Tu ne t’attendais pas à ce que sa chambre d’enfant soit préservée en ces murs hauts et froids. Tu ne l’imagine pas vouloir conserver son propre havre de paix dans un endroit aussi austère. Cela ne lui ressemble pas. Ce n’est pas l’homme que tu as connu plus jeune. Tu déduis plutôt une décision parentale, cela te semble bien plus logique. Le paraître, le faire semblant. Toutes ces manœuvres auxquelles tu adhères mais qui par moment ont le don de te rendre fou.
Une esquisse malicieuse se dessine à tes lèvres lors de la mention d’une sobre discussion entre amis. Tu prends le temps d’apprécier cette répartie qui, derrière ses airs superflus, sous-entend bien plus. Il y a de quoi te faire sombrer. En l’occurrence, c’est une folie toute autre qui s’empare de tes sens. Celle de respirer son parfum alors qu’il s’élance dans les couloirs sinueux. Lui laissant prendre les devants, tu restes silencieux. Tu peux sentir au niveau de ton cou les artères qui battent plus vite l’une que l’autre. Tu ne sais pas ce qu’il va advenir de cet échange initié par tes soins.

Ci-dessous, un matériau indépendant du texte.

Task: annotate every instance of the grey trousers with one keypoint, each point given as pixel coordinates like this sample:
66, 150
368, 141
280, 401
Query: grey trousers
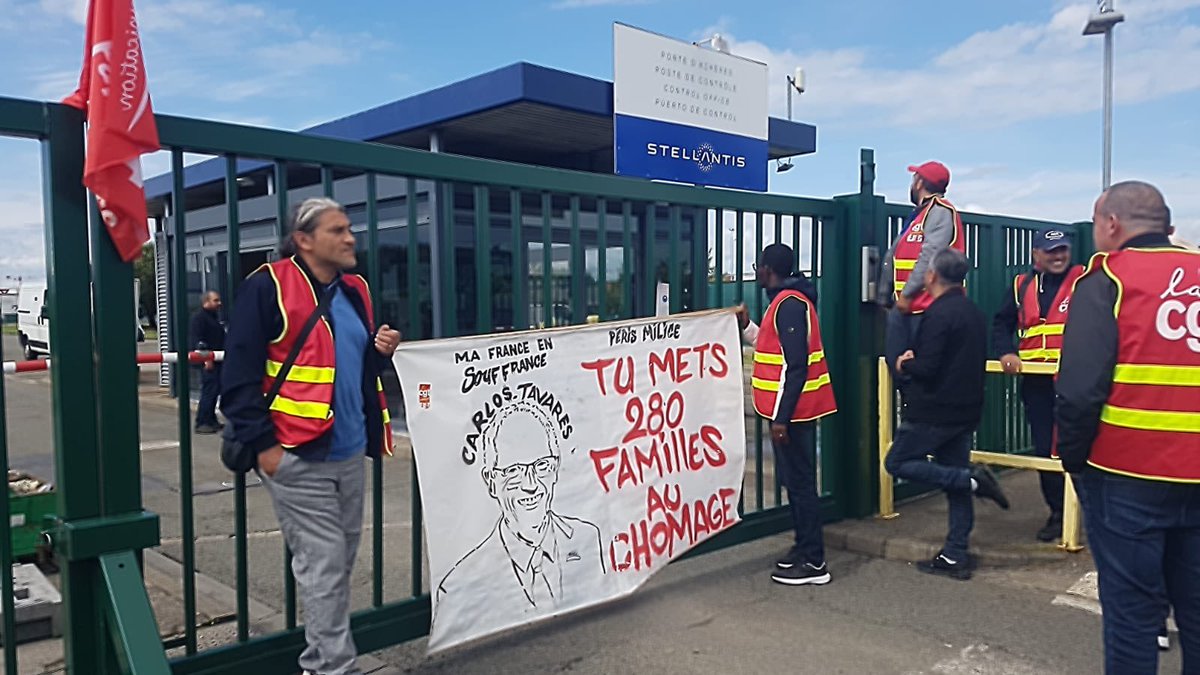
319, 507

La gorge nouée, tu te redresses de ton mètre soixante-dix-huit, écoutant distraitement la porte de la chambre se refermer sur tes pas. Sans mot dire, tu sembles stoïque, observant simplement la scène qui s’offre à toi. Cette grande pièce n’a absolument pas changé depuis toutes ces années. Il y a aussi ce mouvement par lequel le magizoologue se débarrasse de sa veste sur le dos d’une chaise. « C’est vraiment dommage pour cette chemise … Celle-ci t’allait très bien ».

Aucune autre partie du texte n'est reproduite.